Abstract

The early mechanisms and genetic risk factors driving the pathogenesis of preeclampsia (PE), a cardiovascular disorder of pregnancy, remain largely unclear. Various hormone activators of Gα q second-messenger signaling pathways have been implicated in PE. Regulator of G-protein Signaling 2 (RGS2) acts as an endogenous terminator of Gα q signaling and previous studies identified a SNP (rs4606), which results in reduced RGS2 mRNA, as a risk factor for development of PE and its sequelae. We hypothesized reduced placental expression of RGS2 may precipitate the development of PE due to disinhibited Gα q signaling. In silico reanalysis of publically available dataset GSE75010 revealed RGS2 mRNA is reduced in placentas from pre-term PE pregnancies compared to normal pre-term pregnancies (con: 8.73 ± 0.07 n=35, PE: 8.37 ± 0.055 n=49, p<0.05). Using human placental tissue samples from the University of Iowa Maternal-Fetal Tissue Bank, we confirmed RGS2 mRNA is reduced in PE placentas (19% of control, p<0.05), despite a lack of correlation between the rs4606 SNP and PE. Additionally, in further reanalysis of other datasets, RGS2 mRNA is among the highest-expressed RGS member in normal human placenta, and appears to be selectively reduced in syncytio- and invasive cytotrophoblasts during PE (GSE93839, -26.3%, -23.3% of control). We next examined RGS2 expression in mouse placenta by FISH and found RGS2 mRNA colocalizes with markers of syncytiotrophoblast II (GCMA) and spongiotrophoblast (Tpbpα) layers. To test the effect of RGS2 loss during pregnancy, wildtype C57BL/6J female mice were mated with RGS2-deficient sires and developed diastolic hypertension, placental hypoxia by HIF1α ELISA (con 0.144±0.004, RGS2-KO 0.155±0.004 AU, p<0.05, n=5 each), and reduced placental PlGF mRNA (fold; con=1.0 n=7, RGS2-KO=0.23 n=12, p<0.05), compared to females mated with RGS2 littermate sires.
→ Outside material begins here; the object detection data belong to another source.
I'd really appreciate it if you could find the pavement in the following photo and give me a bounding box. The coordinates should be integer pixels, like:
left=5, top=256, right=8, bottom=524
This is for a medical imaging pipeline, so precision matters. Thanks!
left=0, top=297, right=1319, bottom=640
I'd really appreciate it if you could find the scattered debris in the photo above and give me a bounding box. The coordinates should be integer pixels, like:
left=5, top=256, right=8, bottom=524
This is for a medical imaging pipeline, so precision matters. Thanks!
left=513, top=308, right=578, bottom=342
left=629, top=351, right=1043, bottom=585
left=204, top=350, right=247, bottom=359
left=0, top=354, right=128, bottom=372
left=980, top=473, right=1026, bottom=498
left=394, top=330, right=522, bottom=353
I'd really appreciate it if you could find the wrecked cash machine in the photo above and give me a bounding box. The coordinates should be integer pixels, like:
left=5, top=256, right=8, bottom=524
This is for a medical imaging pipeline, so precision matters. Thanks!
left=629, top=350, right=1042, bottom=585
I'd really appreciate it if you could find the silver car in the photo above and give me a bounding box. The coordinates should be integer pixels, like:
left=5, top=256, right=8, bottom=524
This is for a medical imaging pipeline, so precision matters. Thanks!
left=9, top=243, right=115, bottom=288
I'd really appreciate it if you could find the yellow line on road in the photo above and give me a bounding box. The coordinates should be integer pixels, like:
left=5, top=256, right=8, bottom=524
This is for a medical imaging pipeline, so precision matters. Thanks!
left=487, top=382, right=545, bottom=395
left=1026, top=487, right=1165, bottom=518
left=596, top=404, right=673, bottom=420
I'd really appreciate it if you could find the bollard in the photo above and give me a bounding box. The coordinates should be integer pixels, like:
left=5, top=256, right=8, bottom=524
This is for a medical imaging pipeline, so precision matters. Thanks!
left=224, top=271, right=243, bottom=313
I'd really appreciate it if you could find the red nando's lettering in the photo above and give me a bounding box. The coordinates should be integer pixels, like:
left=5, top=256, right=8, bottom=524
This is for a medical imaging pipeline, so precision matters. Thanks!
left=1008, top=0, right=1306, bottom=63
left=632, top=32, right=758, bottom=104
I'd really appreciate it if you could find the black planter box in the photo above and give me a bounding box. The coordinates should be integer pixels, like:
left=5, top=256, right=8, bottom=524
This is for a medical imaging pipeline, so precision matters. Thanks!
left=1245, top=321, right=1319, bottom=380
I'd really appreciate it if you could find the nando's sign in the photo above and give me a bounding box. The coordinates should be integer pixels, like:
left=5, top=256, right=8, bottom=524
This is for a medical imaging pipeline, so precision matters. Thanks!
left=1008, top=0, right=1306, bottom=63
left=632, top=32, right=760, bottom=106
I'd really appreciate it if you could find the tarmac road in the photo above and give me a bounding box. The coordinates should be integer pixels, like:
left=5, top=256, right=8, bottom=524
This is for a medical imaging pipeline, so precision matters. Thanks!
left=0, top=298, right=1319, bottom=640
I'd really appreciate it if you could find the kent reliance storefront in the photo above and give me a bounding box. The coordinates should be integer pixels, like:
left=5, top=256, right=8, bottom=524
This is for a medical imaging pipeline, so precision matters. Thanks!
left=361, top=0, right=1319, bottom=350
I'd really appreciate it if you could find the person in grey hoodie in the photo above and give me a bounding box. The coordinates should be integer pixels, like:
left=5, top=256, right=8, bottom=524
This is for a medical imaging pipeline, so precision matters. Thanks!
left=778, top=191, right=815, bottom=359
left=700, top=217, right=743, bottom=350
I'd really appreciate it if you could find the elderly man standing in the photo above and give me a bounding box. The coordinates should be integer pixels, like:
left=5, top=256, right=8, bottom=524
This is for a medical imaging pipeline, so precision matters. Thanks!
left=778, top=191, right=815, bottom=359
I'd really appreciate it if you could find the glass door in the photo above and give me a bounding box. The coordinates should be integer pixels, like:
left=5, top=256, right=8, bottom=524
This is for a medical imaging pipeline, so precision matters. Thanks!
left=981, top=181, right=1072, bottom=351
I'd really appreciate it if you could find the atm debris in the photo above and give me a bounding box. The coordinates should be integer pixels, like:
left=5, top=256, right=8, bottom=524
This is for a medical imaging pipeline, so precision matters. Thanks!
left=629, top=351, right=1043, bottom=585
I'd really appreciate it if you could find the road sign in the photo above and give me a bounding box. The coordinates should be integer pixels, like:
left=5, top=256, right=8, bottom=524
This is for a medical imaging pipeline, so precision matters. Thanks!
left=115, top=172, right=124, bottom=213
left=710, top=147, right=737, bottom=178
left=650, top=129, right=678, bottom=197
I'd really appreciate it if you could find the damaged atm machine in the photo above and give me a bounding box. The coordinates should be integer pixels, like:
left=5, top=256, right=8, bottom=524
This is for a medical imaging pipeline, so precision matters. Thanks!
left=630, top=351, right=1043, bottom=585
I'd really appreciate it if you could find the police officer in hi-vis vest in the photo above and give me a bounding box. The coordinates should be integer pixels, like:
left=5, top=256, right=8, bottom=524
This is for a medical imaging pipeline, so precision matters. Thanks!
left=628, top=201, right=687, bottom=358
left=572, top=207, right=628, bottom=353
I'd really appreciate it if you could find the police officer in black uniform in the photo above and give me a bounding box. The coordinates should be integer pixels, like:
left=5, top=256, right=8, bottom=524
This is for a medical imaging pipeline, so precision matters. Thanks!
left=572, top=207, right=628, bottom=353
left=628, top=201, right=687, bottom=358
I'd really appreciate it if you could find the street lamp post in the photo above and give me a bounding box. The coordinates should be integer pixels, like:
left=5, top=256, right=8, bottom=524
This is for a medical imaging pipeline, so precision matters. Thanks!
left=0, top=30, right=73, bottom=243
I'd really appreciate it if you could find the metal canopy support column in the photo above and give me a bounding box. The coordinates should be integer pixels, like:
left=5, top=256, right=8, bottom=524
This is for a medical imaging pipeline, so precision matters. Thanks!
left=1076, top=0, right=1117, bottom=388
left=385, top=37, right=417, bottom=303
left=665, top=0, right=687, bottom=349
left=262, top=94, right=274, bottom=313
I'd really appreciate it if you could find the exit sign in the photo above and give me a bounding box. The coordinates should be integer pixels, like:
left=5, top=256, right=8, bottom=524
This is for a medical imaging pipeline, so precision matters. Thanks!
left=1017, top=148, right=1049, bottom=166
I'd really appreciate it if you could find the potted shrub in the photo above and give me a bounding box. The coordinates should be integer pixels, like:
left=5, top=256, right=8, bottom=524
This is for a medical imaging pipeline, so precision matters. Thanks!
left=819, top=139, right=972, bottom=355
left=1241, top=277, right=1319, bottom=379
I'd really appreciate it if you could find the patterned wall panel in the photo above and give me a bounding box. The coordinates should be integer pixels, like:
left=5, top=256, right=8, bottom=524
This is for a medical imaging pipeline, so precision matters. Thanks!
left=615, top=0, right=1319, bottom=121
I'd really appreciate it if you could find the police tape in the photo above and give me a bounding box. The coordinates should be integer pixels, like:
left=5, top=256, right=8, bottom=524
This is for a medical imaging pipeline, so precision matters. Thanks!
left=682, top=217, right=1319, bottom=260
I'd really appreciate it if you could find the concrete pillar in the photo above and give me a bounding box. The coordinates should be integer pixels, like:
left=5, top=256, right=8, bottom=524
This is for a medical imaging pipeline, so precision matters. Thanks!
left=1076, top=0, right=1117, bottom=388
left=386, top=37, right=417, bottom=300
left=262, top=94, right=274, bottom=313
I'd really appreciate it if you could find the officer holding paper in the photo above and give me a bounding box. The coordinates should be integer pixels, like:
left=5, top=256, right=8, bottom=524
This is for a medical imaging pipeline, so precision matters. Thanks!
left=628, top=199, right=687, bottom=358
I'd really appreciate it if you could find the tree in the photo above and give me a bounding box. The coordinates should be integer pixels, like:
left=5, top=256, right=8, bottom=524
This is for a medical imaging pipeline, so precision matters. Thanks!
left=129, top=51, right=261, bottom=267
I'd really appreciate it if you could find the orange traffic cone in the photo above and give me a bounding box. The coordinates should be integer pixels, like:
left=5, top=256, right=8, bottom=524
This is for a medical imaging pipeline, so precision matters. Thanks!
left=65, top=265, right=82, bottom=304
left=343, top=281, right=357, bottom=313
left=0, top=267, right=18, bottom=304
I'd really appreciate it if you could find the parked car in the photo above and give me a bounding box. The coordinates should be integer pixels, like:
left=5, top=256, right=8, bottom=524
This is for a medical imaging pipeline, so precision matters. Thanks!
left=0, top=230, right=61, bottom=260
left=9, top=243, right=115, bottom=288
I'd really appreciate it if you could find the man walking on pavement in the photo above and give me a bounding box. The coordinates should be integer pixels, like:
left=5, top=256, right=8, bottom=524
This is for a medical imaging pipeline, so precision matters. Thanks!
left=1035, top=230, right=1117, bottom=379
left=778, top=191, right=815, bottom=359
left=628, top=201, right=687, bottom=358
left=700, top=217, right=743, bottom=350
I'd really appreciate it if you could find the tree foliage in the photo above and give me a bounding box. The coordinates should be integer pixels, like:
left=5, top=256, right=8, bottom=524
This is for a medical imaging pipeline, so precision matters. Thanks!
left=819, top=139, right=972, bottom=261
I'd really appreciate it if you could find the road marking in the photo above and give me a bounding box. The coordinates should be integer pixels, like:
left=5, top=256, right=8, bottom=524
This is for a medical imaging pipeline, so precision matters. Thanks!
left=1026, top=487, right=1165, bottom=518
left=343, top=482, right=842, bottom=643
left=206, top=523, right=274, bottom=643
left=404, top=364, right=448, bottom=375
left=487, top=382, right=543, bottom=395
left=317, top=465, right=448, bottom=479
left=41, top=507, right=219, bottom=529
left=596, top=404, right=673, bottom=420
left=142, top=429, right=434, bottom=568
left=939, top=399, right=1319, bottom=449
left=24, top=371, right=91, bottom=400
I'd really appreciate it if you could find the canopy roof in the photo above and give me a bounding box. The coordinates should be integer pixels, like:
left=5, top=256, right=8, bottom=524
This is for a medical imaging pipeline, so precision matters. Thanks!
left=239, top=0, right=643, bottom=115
These data support the concept that loss of RGS2 may contribute to the pathogenesis of PE rather than simply correlating with the disorder. Taken together, we have shown placental RGS2 is suppressed in PE, RGS2 is present in cytoplasm of specific layers of trophoblasts, and loss of feto-placental RGS2 is sufficient to cause placental hypoxia and maternal diastolic hypertension.